Reconstructed time series of the 11 year smoothed (a) unified ENSO proxy from McGregor et al. [2009], representing decadal-scale Pacific oscillations similar to the Interdecdal Pacific Oscillation and the Pacific Decadal Oscillation, and b) decadal River Murray streamflow from this study. Both time series span the period 1788–1971. Dark gray (light gray) shading corresponds to negative IPO and high-streamflow (positive IPO and low-streamflow) phases.

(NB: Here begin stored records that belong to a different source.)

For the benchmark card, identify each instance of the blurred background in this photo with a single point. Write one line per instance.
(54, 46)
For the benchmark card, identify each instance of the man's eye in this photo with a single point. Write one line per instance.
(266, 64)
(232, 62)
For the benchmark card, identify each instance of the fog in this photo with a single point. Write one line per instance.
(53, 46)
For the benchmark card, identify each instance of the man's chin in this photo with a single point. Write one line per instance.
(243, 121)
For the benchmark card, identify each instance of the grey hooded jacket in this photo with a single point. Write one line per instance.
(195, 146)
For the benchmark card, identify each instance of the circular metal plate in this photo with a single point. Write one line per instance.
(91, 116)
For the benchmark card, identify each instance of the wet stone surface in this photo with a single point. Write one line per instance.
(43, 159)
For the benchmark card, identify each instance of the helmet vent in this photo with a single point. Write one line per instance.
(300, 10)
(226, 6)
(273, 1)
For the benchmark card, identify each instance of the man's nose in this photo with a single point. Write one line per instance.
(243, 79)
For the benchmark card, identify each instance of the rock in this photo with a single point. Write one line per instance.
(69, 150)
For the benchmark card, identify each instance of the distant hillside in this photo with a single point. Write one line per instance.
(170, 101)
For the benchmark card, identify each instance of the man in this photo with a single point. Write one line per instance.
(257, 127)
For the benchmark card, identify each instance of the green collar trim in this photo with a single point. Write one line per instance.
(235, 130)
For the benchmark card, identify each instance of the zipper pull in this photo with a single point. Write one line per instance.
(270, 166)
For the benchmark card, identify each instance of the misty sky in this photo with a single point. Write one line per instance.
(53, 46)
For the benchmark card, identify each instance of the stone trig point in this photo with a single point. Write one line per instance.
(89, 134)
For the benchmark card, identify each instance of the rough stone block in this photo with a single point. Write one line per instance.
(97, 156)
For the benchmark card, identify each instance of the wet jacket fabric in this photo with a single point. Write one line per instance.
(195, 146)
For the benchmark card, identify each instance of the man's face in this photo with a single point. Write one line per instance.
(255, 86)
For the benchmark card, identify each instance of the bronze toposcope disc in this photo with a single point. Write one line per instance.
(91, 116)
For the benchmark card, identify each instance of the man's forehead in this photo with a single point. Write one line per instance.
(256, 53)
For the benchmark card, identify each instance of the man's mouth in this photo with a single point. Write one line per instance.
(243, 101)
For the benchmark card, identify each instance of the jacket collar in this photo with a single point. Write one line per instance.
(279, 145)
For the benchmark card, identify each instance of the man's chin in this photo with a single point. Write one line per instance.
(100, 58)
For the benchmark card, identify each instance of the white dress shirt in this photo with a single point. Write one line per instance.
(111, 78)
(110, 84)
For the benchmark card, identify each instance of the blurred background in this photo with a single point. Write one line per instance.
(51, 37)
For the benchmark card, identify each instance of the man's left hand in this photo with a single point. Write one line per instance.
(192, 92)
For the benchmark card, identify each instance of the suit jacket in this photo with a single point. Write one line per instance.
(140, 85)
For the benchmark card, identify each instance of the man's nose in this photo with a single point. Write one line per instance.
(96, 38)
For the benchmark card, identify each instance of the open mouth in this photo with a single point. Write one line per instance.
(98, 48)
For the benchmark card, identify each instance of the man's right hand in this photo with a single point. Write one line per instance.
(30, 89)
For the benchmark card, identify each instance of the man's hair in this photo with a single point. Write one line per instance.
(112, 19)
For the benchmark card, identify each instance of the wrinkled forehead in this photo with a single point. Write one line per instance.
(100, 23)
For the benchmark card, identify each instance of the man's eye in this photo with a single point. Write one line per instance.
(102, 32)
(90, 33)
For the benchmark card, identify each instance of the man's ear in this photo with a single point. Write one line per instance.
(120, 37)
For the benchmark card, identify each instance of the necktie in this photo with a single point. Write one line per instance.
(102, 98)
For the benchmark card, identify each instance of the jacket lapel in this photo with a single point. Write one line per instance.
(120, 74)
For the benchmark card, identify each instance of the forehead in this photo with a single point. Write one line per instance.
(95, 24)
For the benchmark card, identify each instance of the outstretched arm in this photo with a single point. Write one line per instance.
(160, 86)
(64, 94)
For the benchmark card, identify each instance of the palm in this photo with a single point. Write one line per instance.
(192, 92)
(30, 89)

[46] The decadal-scale variations in the UEP generally agree with variations in a composite PDO index developed from six PDO reconstructions, presented by Verdon and Franks [2006]. The exceptions include periods between approximately 1874–1898 and 1899–1918, which might reflect a Pacific Northwest bias in the reconstructions used in their analysis. Nonetheless, variations of Pacific decadal-scale variability seen during the early 19th century are in strong agreement, providing further evidence of a decoupling between Pacific decadal-scale variability and River Murray streamflow during the early 1800s.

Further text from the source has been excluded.